Pages

Open Cadastral Data: a Github Test Case

Wednesday, July 24, 2013

A bolt of GIS-Manna from Heaven

A dedicated and talented GIS developer at the VT Agency of Natural Resources just finished compiling the most-comprehensive cadastral dataset to which our small state has ever had access. Coincidentally he sent out the announcement while I was annoying a few githubbers about their new geodata capabilities. What luck: a test case.

The dataset - as a shapefile - clocks in at 250MB, representing 289,000 parcel polygons in 191 towns. [The 46 VT towns not included tend to have populations under 200 and a blithe commitment to dusty paper records.] It turns out that this is over the 100MB limit imposed on individual files, so I pulled the dataset, split it by town and converted the outputs to geojson, then pushed them to a repository I just set up. The largest of these is juuuuust over the maximum file size to be renderable in Github's snazzy new Mapbox-based interactive maps, but most of the town parcel maps pop up just fine.

The Implications

Okay, great - another slippy map somewhere on the web. Who cares? These folks, actually:
  • A landowner who wants to look up the parcel numbers of her abutting properties without visiting the steam pipe distribution venue in the basement of her local town hall.
  • A town GIS manager who has a hard drive overflowing with parcel shapefiles, converted CAD drawings and map requests from lawyers.
  • Probably a lot of lawyers. Don't get me started.    
  • The overworked data gurus at the Vermont Center for Geographic Information (VCGI), who - while they're probably the only agency that can handle it - are really reluctant to take on management of a statewide, rolling, versioned database.

What Github provides in this test case, for free:
  • Fast hosting of modestly-large geospatial data
  • Relatively-simple version control of said data
  • Edit access to anyone with a github account and a GIS platform (FOSS or Arc'ed)
  • An embeddable client view for the public for files up to 10MB
  • A robust API for client views bigger than that (for example)
  • A muthaflippin' download button (well, "save page as")
For those of us who have been ranting about geoportals in recent months, this pretty much covers the bases. For free. Github is walking the #opendata walk.


What's Next . . .

There are a whole bunch of caveats here. Biggest is the file size issue (though I've seen Bill Dollins and Sophia Parafina starting to work around that in the past few days), since 10MB is a fine limit for municipalities in the second-smallest state, but Manhattan is a teensy bit bigger. Another hitch is data quality; this dataset is top-of-the-line, but like any other it's missing SPAN numbers, dates and acreages here and there. The vendors will tell you that quality can't be beefed up in a free collaborative environment, without data value-add. I don't know if they're right or wrong.

But I'd love to see a town GIS manager throw a pull request and get this ball rolling.
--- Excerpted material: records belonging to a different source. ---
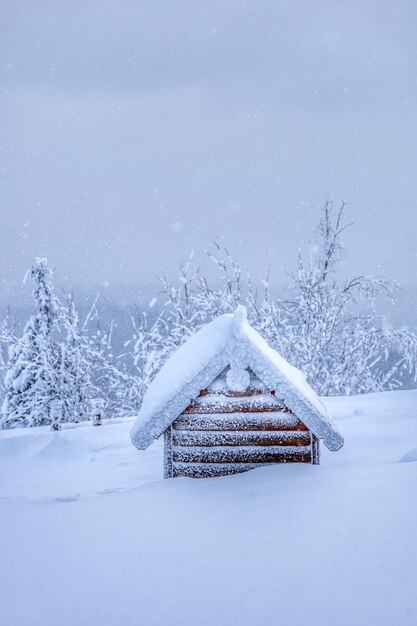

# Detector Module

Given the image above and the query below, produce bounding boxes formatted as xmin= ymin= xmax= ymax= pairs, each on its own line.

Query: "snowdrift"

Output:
xmin=0 ymin=389 xmax=416 ymax=626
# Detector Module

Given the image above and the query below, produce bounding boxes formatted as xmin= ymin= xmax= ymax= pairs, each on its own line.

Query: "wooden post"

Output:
xmin=50 ymin=399 xmax=62 ymax=431
xmin=312 ymin=434 xmax=320 ymax=464
xmin=163 ymin=426 xmax=173 ymax=479
xmin=91 ymin=398 xmax=104 ymax=426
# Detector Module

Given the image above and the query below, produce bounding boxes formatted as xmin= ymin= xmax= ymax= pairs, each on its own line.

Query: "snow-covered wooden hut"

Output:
xmin=130 ymin=306 xmax=343 ymax=478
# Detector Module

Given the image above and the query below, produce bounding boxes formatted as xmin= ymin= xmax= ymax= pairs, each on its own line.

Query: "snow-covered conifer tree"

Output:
xmin=57 ymin=293 xmax=93 ymax=422
xmin=0 ymin=308 xmax=16 ymax=408
xmin=0 ymin=259 xmax=60 ymax=428
xmin=1 ymin=263 xmax=143 ymax=427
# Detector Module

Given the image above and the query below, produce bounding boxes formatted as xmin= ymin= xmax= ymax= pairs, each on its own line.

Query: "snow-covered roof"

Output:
xmin=130 ymin=306 xmax=344 ymax=452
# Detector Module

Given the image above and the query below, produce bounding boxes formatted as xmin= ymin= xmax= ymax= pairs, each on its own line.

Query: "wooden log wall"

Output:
xmin=164 ymin=379 xmax=320 ymax=478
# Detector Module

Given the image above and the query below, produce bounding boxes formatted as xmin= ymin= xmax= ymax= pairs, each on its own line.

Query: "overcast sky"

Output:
xmin=1 ymin=0 xmax=417 ymax=303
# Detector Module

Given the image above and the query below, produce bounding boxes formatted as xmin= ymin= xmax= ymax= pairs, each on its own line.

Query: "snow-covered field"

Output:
xmin=0 ymin=390 xmax=416 ymax=626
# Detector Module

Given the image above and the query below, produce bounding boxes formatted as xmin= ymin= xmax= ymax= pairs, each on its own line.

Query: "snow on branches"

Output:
xmin=1 ymin=259 xmax=61 ymax=427
xmin=148 ymin=201 xmax=417 ymax=396
xmin=1 ymin=202 xmax=416 ymax=429
xmin=0 ymin=260 xmax=138 ymax=429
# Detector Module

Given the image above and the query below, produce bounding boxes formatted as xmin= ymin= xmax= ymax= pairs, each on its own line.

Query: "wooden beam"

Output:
xmin=172 ymin=462 xmax=260 ymax=478
xmin=312 ymin=434 xmax=320 ymax=465
xmin=184 ymin=404 xmax=289 ymax=414
xmin=173 ymin=413 xmax=309 ymax=432
xmin=172 ymin=445 xmax=312 ymax=464
xmin=172 ymin=430 xmax=311 ymax=447
xmin=199 ymin=388 xmax=274 ymax=398
xmin=163 ymin=427 xmax=173 ymax=479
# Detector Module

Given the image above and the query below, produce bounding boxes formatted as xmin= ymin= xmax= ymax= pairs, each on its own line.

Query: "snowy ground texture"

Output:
xmin=1 ymin=390 xmax=416 ymax=626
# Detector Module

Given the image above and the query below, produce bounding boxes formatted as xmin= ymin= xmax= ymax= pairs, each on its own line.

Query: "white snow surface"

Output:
xmin=0 ymin=389 xmax=416 ymax=626
xmin=132 ymin=312 xmax=233 ymax=441
xmin=131 ymin=307 xmax=343 ymax=451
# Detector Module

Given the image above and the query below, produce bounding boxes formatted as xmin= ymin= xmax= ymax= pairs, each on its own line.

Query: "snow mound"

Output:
xmin=400 ymin=448 xmax=417 ymax=463
xmin=0 ymin=390 xmax=416 ymax=626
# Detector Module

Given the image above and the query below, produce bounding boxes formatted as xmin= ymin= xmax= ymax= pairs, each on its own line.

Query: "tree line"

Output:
xmin=1 ymin=201 xmax=416 ymax=429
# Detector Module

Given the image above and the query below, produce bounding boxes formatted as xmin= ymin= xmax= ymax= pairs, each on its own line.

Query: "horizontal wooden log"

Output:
xmin=185 ymin=403 xmax=288 ymax=414
xmin=172 ymin=430 xmax=311 ymax=447
xmin=173 ymin=413 xmax=308 ymax=432
xmin=203 ymin=388 xmax=271 ymax=398
xmin=173 ymin=462 xmax=259 ymax=478
xmin=172 ymin=445 xmax=312 ymax=464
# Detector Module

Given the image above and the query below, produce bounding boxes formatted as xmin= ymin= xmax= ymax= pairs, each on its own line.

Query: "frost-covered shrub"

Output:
xmin=147 ymin=202 xmax=417 ymax=396
xmin=1 ymin=203 xmax=416 ymax=429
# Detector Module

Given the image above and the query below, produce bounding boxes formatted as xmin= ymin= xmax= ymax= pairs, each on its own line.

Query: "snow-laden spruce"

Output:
xmin=1 ymin=259 xmax=62 ymax=428
xmin=0 ymin=259 xmax=95 ymax=428
xmin=131 ymin=306 xmax=343 ymax=452
xmin=0 ymin=259 xmax=140 ymax=429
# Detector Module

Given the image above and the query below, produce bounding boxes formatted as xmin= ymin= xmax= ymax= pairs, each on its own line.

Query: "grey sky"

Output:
xmin=1 ymin=0 xmax=417 ymax=302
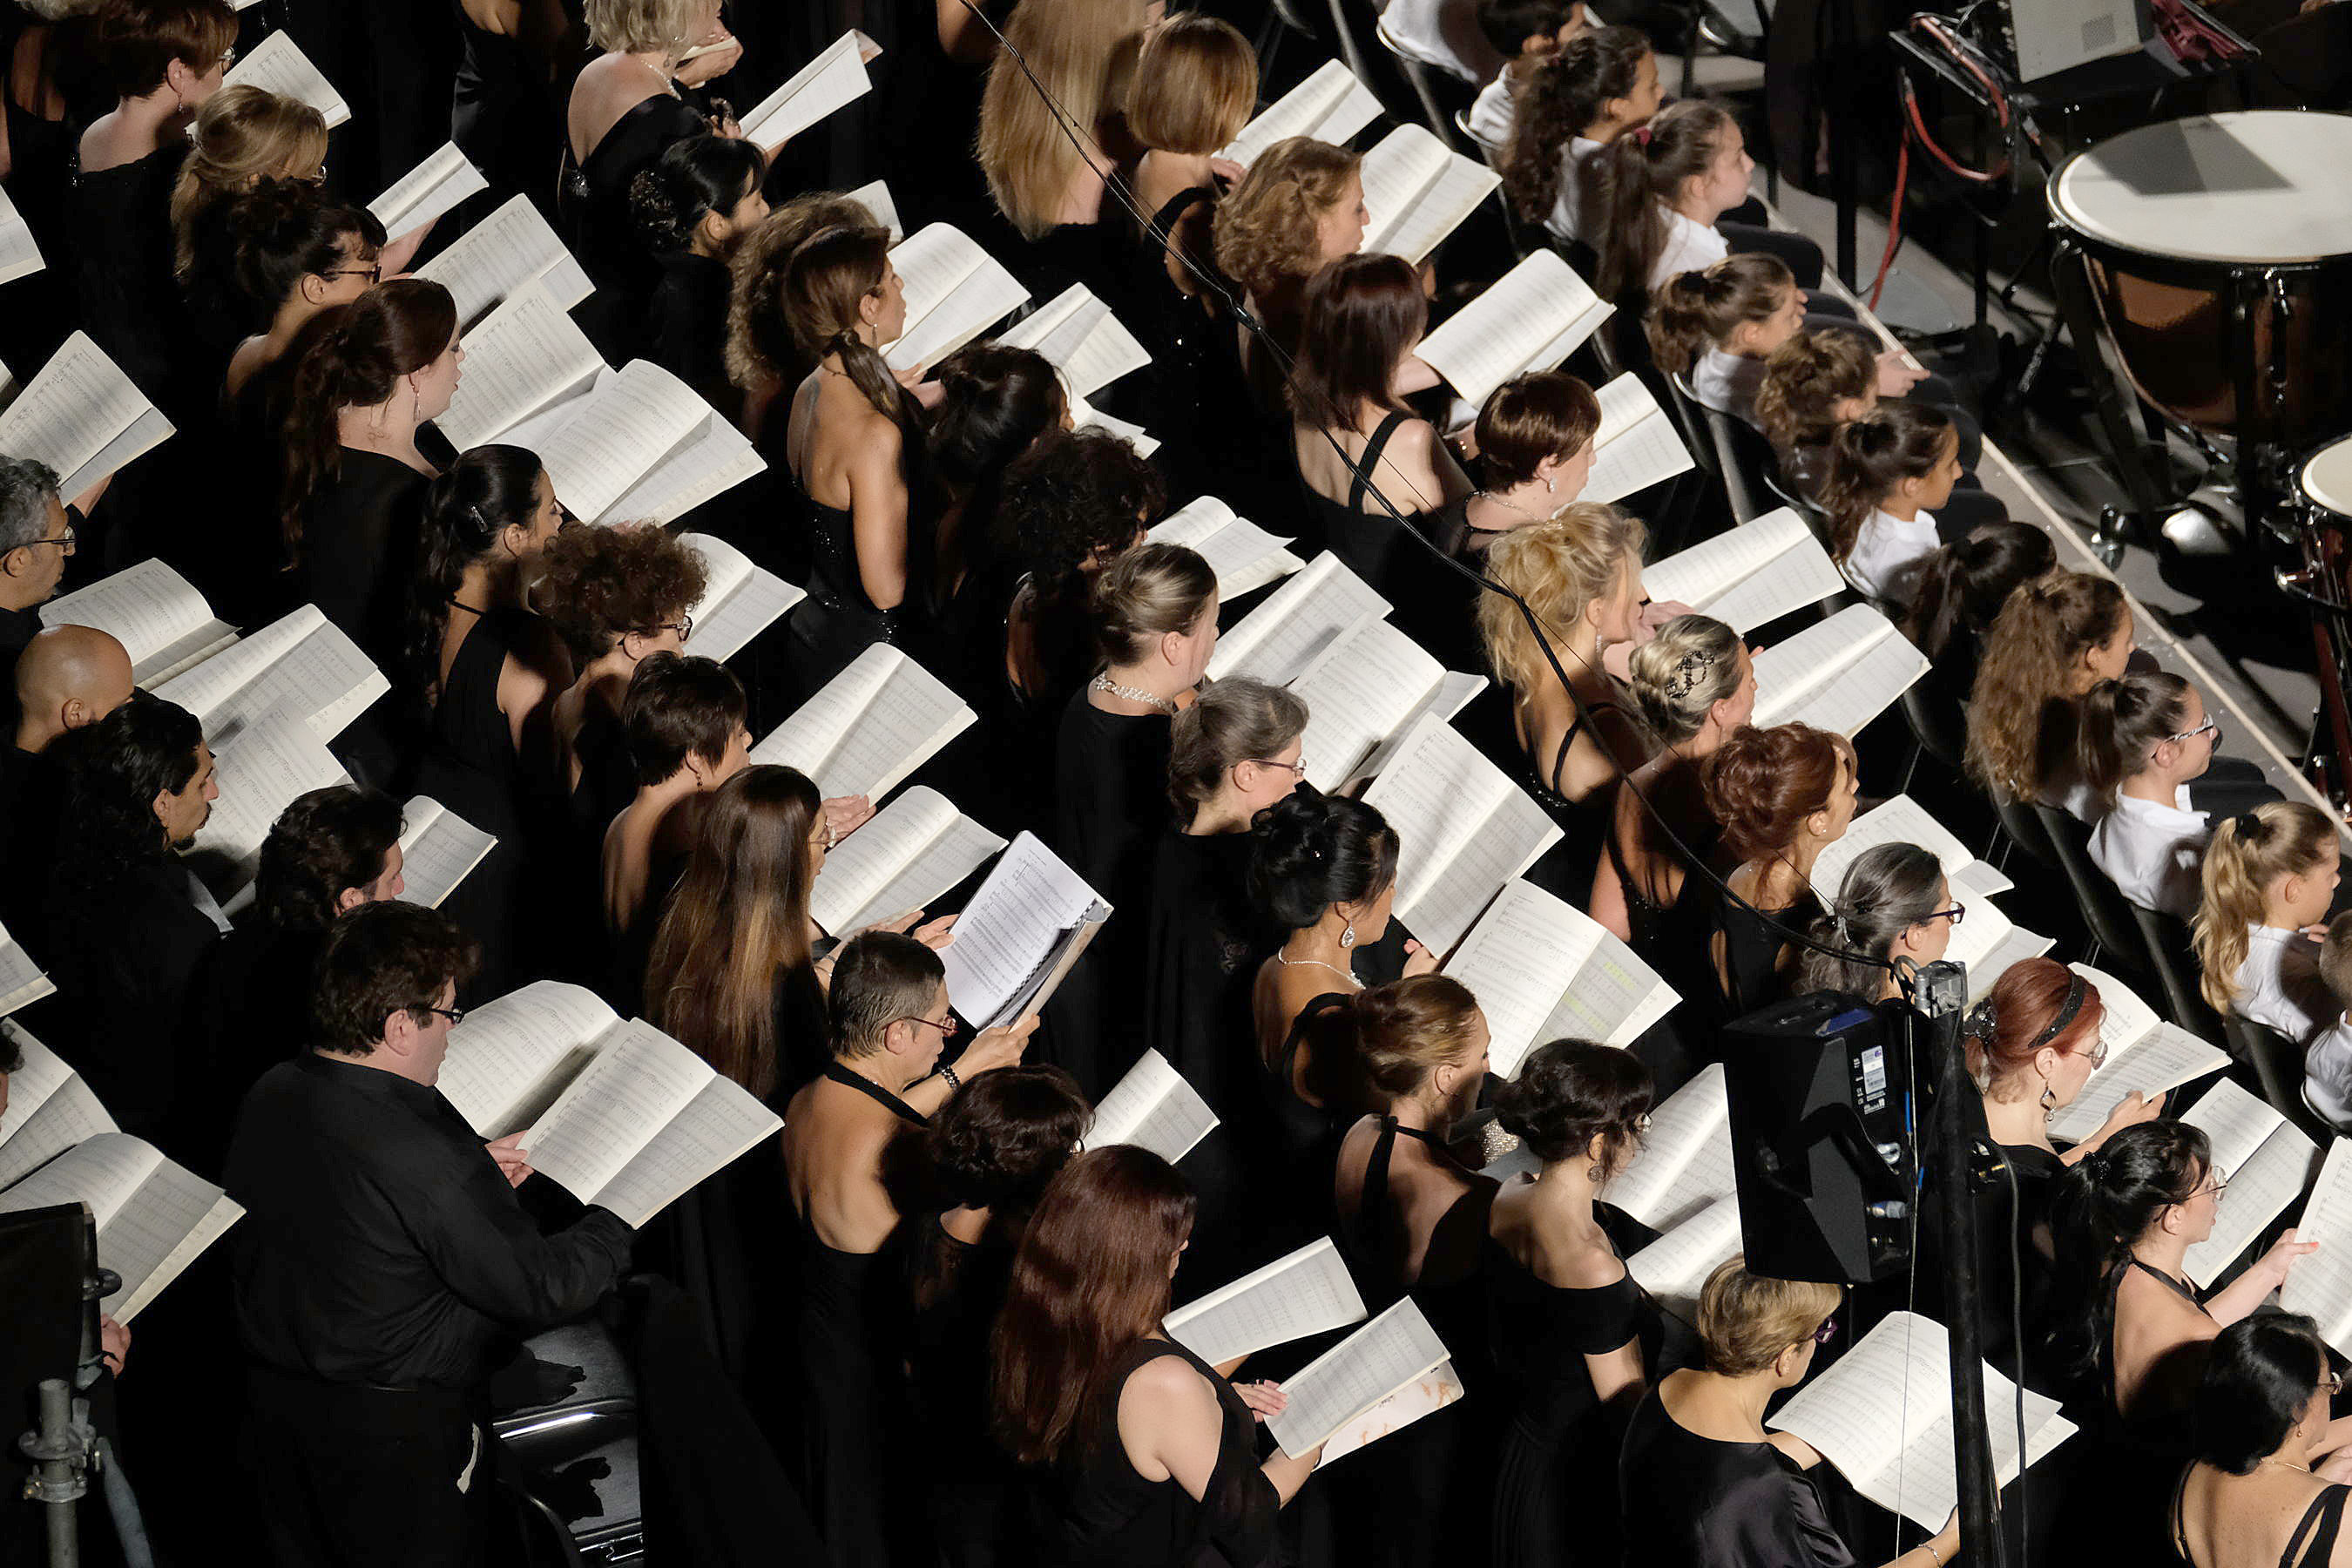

Who's up for it?

The data hub is waiting right here


Update: 7/25/13
I've heard a bunch of awesome questions about the practicalities of using Github this way, so while I am by no means a power user I recorded a quick demo video.

8 comments:

  1. If pigs had wings. . . .
    Yours is a vision to quicken the pulse, but what of a host of potential problems:
    1. The first, of course: the relative technical competence of multiple "authors." Some, with the best of intentions, could introduce errors that impact others and need to be unwound;
    2. Security -- You mean that I can go in and screw around with parcels from East Overshoe? How will they feel about that, and how do we prevent it and make it easy to unwind?
    3. Q/A -- there are relevant legal/tax and GIS standards that apply to this data. How do all the potential "editors" know about them, and what is the workflow for validating changes?
    4. Oh, I don't want to be a bummer, so I'll quit now. But seriously, this is a dataset with important legal/tax implications, and the town data sets are considered "authoritative" at the local level. I just don't see how an open, communal, integrated dataset can retain that pedigree. It could be very useful for other applications, but not for the purposes for which the towns invested in the original local datasets.

    ReplyDelete
    Replies
    1. Heh. Paper-mache can work wonders for pig wings :) But to your points:
      1.) Github isn't free-for-all crowdsourcing. Any changes must be approved by the repository owner, and that process is very smooth. For parcel data, the repo owner might only accept changes from town/regional GIS managers or designated surveyors. The point here is to make the "write" part easy for those involved, while giving "read" access to an even broader audience.
      2.) Nope. And if a trusted source makes an honest mistake it's one click to revert to a previous version.
      3.) Github doesn't change this part of the process; parcels are almost always surveyed, drawn and approved by professionals and local officials before they ever make it into a GIS data format.
      4.) Keep it coming. There are legitimate weaknesses to this approach, but I'd love to get them in the daylight and figure them out. Thanks for writing!

      Delete
  2. You could easily run your largest dataset through topojson command line and shrink it down to less then 2mb. https://github.com/mbostock/topojson/wiki/Command-Line-Reference

    ReplyDelete
    Replies
    1. Totally - Ben already pointed me in that direction. The reason I avoided it is that (to my knowledge) OGR doesn't natively support TopoJSON, so it becomes inaccessible to the GIS audience when they can't get it into ArcMap or QGIS.

      Delete
  3. Bill - where did you download load the original shape file? "The dataset - as a shapefile - clocks in at 250MB, representing 289,000 parcel polygons in 191 towns." the Github repository is interesting and the viewer is nice. I am not sure how the GeoJASN files are going to work and how they will be consumed, I am still getting my arms around that part. - Nancy

    ReplyDelete
    Replies
    1. Hi Nancy - Erik Engstrom at VT ANR compiled the shapefile from maaaaany sources. It may still be available here, but I don't think his intent was to serve it forever: http://anrmaps.vermont.gov/websites/public/CadastralParcels_VTPARCELS.zip

      You'll find that QGIS works well with GeoJSON, but it's a bit trickier in Arc, though someone already took a shot at it: http://arcscripts.esri.com/details.asp?dbid=15545

      Delete
  4. Hi Bill,

    Very interesting read. Something that may be of interest to you is AmigoCloud ArcGIS OGR plugin. This will allow you to directly ingest (actually visualise them within ArcMap as a layer) and edit GeoJSON files directly in ArcMap. I haven't personally attempted editing them, but I have been able to view the files no problems.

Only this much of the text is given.